| |
| |
| |
| |
Kunstberichten (van onze eigen correspondenten)
Uit Amsterdam
Collectie A. Preyer Hollandsche aquarellen
Zoo als een aquarel licht iets fijner kan zijn dan een olieverfschilderij, uit den aard van zijn materiaal, zoo kan het wel zijn dat deze aquarellen-expositie nog fijner is dan de, voor Holland, superieure collectie, die de heer Preyer onlangs liet zien in olieverf. Het komt ook wel uit den aard voort van de Haagsche school, dat aquarel haar beter gelukken zou dan olieverf, Want waar zij de strenge statigheid der oude Hollanders ontbeerde, en hun strakheid niet had, waar zij daarvoor aan ‘sfumato’ won, aan zwier en aan losse weelde, daar zal haar vlotte stemmigheid zich nog beter eigenen tot 't water dan tot 't stuggere, olie-procédé. Zoowel Bosboom, als Mauve, eigenlijk ook Weissenbruch en Jacob Maris, zijn gedistingueerder kunstenaars met hun aquarellen, want, zoo vlot als daarin hebben zij in 't zware procédé nooit hun stemmingen weten te geven. Het verwaarloozen van détailkleurigheid tegenover het verwinnen van een groot licht en kleurengeheel is Bosboom er meer in gelukt, het geven van allerteerste vervlietingen, van allerfijnste grijsnuancen, het behouden van grooter innerlijke eenvoud heeft Mauve er meer in bereikt; Weissenbruch was er meer nog los en geweldig, méer nog boven alle détailvormen en onderdeelen uit, grootscher nog in zijn omgrijping in, en Jacob Maris' luchten zijn er stouter en méér lucht, zijn er geweldiger boven een stad of een strand door. Door haar eigenschappen komt het dat een phantast als Israëls er méér in droomen kon, meer nog het geheel kon laten samenvloeien tot een schier kleurlooze toon, méér zijn innerlijk kon uiten doordat hij minder strubbeling had dan met zijn stuggere materie, maar komt het ook dat Neuhuys, die schoon is om het rulle, verfzware, om zijn sterk verfzetten, minder er in volbrengt, wijl hij een te ruige is.

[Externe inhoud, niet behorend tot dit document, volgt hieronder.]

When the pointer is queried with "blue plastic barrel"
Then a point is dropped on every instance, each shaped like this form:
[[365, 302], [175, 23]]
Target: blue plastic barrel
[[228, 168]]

Israëls is de meest vergeestelijkte onder de Hollanders in zooverre hij de minst kleurige is. Datwil zeggen: kleur is uiting van het weinig redeneerende Gevoel, maar het samenzetten van kleuren, of het dempen van kleuren tot één toon is, met het bewustzijn gewijzigde uiting van den Geest. Daarom kon het wel zijn dat zulk kleur-aangeven hooger uiting is, dan het namaken van de kleur van het onderwerp. Zoo zijn Primitieven, die enkele kleurtegenstellingen vindend, een stuk opbouwden uit die groote vlakken kleur, Rembrandt, die alle kleurigheid overtoog met gulden bruin, Millet, die zijn sobere pastels van overbodige weelde ontdeed tot intense geestesuitingen, Israëls, die met het wereldsche en stoffelijke afgedaan heeft om te komen tot een vage illuzie van wat te beelden was, grooter en schooner, wijl van Geest grooter en van stoffelijkheid minder dan de velen, al te velen, die maar namaken, of mooier namaken wat zij zien aan werkelijkheid vóór hen. Maar daar tegen over staat dat Israëls, minder dan Millet heeft het beeldend vermogen van zijn toets, zooals Millet dit minder dan Rembrandt had. En zoo komt het dat wij aan een Jacob Maris vaak meer voldoening hebben, omdat het zuivere schilderen hem meer
| |
| |
eigen was, dan aan de smoezelige, veegend ploeterende Israëls, zooals de meeste schilders in hun jeugd meer behagen hebben aan de zinnelijke felle kleuren. Israëls' prachtige aquarel van een nette-boetende vrouw is de droomsfeer in een kerk wijde visschershut. Het is waarlijk meesterlijk hoe de verbeelding gegeven is, ruig en innig teer. stevig en knokig, potig, ijl en van lichtglans zacht.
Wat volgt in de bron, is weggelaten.